"Man's chief and highest end is to glorify God, and fully to enjoy him for ever."
~ WLC Q. 1
The Catechism in Brief
The Westminster Larger Catechism was completed in 1648 by the Westminster Assembly, the same body that produced the Confession of Faith and the Shorter Catechism. Where the Shorter Catechism aimed at brevity and memorization, the Larger Catechism was designed for a different purpose: to give pastors and mature believers a more detailed treatment of the doctrines summarized in the Confession. It contains 196 questions and answers, each grounded in Scripture proof texts.
The catechism follows a structure that will be familiar to anyone who has studied the Shorter Catechism or the Confession. It opens with questions about the nature of God and the authority of Scripture, moves through creation, the fall, and the covenant of grace, gives an extended treatment of the person and work of Christ, and then devotes substantial space to the moral law (the Ten Commandments) and the means of grace (the Word, sacraments, and prayer). The section on the Commandments is particularly thorough: each commandment receives multiple questions exploring what it requires, what it forbids, and why the distinctions matter.
Why It Still Matters
The Larger Catechism fills a space that neither the Confession nor the Shorter Catechism occupies on its own. The Confession is organized by topic and reads like a systematic theology in miniature. The Shorter Catechism distills doctrine into its most compact form. The Larger Catechism sits between the two: it retains the question-and-answer format that makes doctrinal instruction accessible, but it gives room for the kind of careful distinctions that a growing believer needs.
Its treatment of the moral law is a good example. Rather than simply stating what each commandment requires, the Larger Catechism draws out the implications, showing how each commandment speaks to inner attitudes as well as outward actions, to duties owed to God and duties owed to one another. A reader who works through these questions carefully will come away with a far richer understanding of what it means to live under God's law than a surface reading of Exodus 20 alone would provide.
The Larger Catechism also gives extended attention to the offices and work of Christ as Prophet, Priest, and King, and to the application of redemption (effectual calling, justification, adoption, sanctification, and glorification). These are doctrines that shape the whole Christian life, and the catechism treats them with a depth that rewards careful study.
How to Use It Here
All 196 questions and answers are available on the Westminster Larger Catechism reading page, presented one question at a time with expandable accordions. Scripture proof texts are linked directly to the Bible Reader so you can verify every claim without losing your place.
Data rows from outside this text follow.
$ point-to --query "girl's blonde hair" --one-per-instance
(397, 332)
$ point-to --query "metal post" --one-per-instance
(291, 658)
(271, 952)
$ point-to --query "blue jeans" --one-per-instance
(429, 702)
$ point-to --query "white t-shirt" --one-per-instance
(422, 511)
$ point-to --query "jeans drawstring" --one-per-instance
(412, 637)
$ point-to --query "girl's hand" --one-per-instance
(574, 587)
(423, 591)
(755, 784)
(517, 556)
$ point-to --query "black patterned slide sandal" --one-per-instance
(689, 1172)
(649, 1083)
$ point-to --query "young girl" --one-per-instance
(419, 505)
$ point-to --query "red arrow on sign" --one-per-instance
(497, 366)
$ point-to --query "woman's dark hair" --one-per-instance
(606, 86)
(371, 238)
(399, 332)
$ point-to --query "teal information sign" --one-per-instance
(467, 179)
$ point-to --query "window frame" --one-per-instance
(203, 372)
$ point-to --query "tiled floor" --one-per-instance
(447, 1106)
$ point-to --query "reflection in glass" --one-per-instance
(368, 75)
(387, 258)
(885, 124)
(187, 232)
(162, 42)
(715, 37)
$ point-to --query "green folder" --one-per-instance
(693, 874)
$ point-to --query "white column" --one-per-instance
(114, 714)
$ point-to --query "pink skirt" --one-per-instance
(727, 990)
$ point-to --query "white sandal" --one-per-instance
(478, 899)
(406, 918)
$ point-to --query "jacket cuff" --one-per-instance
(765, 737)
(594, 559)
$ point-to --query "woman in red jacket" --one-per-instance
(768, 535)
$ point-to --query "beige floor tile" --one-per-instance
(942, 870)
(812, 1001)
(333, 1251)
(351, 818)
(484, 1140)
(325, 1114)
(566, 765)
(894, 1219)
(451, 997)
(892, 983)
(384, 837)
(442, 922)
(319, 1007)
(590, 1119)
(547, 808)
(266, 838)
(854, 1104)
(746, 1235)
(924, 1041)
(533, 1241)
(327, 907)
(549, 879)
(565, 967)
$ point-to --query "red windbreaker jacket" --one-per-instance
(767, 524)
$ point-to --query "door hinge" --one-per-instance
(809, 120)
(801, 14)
The catechism is substantial, so consider working through it a few questions at a time rather than all at once.
For those new to the Westminster Standards, the Shorter Catechism is a natural starting point, covering the same ground more concisely. The Westminster Confession of Faith provides the doctrinal framework in topical form. Together the three documents give the reader a comprehensive, Scripture-saturated guide to the Christian faith as the Reformed tradition has understood it.